使用线程同时地运行代码 - Rust 程序设计语言简体中文版

使用线程同时运行代码

在大多数当前的操作系统中，一个运行中的程序代码会在一个进程（process）中执行，而操作系统会同时管理多个进程。在一个程序内部，也可以存在彼此独立、同时运行的多个部分。运行这些独立部分的功能被称为线程（threads）。例如，一个 web 服务器可以拥有多个线程，以便同时响应多个请求。

将程序中的计算拆分进多个线程可以改善性能，因为程序可以同时进行多个任务，不过这也会增加复杂性。因为线程是同时运行的，所以无法预先保证不同线程中的代码的执行顺序。这会导致诸如此类的问题：

竞态条件（Race conditions），多个线程以不一致的顺序访问数据或资源
死锁（Deadlocks），两个线程相互等待对方，这会阻止两者继续运行
只会发生在特定情况且难以稳定重现和修复的 bug

Rust 尝试减轻使用线程的负面影响。不过在多线程上下文中编程仍需格外小心，同时其所要求的代码结构也不同于运行于单线程的程序。

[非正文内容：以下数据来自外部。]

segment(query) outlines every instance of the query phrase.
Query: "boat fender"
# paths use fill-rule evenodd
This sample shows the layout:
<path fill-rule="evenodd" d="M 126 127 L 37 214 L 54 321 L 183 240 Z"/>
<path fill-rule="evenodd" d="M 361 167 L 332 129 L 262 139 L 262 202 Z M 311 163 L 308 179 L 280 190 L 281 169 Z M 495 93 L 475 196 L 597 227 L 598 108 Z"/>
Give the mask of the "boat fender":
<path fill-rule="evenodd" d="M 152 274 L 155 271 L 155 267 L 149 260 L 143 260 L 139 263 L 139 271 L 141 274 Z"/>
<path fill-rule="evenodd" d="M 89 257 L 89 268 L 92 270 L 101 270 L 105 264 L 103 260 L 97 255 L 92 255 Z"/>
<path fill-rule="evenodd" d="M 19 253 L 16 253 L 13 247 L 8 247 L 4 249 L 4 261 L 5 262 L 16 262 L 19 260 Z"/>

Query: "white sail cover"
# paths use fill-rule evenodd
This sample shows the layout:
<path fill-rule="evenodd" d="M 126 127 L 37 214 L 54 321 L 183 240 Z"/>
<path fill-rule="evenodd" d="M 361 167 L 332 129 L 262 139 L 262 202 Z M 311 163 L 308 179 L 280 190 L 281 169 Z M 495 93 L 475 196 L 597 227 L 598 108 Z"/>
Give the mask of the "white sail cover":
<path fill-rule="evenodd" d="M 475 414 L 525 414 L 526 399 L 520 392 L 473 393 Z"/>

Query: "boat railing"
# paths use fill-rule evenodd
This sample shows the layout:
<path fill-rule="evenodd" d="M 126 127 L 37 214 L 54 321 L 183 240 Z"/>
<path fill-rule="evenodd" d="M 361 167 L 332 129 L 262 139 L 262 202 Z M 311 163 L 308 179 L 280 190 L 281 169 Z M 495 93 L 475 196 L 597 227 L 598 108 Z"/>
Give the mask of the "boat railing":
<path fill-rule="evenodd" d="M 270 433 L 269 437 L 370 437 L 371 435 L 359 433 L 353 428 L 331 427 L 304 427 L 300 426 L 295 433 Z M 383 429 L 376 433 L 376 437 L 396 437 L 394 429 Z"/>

编程语言实现线程的方式各不相同，许多操作系统都提供了可供编程语言调用、用来创建新线程的 API。Rust 标准库使用的是线程实现的 1:1 模型，也就是程序中的每一个语言级线程都对应一个操作系统线程。也有一些 crate 实现了其他线程模型，它们相对于 1:1 模型有着不同的取舍。（我们将在下一章看到的 Rust async 系统，也提供了另一种并发方式。）

使用 `spawn` 创建新线程

为了创建一个新线程，需要调用 thread::spawn 函数并传递一个闭包（第十三章学习了闭包），并在其中包含希望在新线程运行的代码。示例 16-1 中的例子在主线程打印了一些文本而另一些文本则由新线程打印：

文件名：src/main.rs

use std::thread;
use std::time::Duration;

fn main() {
    thread::spawn(|| {
        for i in 1..10 {
            println!("hi number {i} from the spawned thread!");
            thread::sleep(Duration::from_millis(1));
        }
    });

    for i in 1..5 {
        println!("hi number {i} from the main thread!");
        thread::sleep(Duration::from_millis(1));
    }
}

示例 16-1: 创建一个打印某些内容的新线程同时主线程打印其它内容

注意当 Rust 程序的主线程结束时，所有新线程也会结束，而不管其是否执行完毕。这个程序的输出可能每次都略有不同，不过它大体上看起来像这样：

hi number 1 from the main thread!
hi number 1 from the spawned thread!
hi number 2 from the main thread!
hi number 2 from the spawned thread!
hi number 3 from the main thread!
hi number 3 from the spawned thread!
hi number 4 from the main thread!
hi number 4 from the spawned thread!
hi number 5 from the spawned thread!

thread::sleep 调用强制线程停止执行一小段时间，这会允许其他不同的线程运行。这些线程可能会轮流运行，不过并不保证如此：这依赖操作系统如何调度线程。在这里，主线程首先打印，即便新创建线程的打印语句位于程序的开头，甚至即便我们告诉新建的线程打印直到 i 等于 9，它在主线程结束之前也只打印到了 5。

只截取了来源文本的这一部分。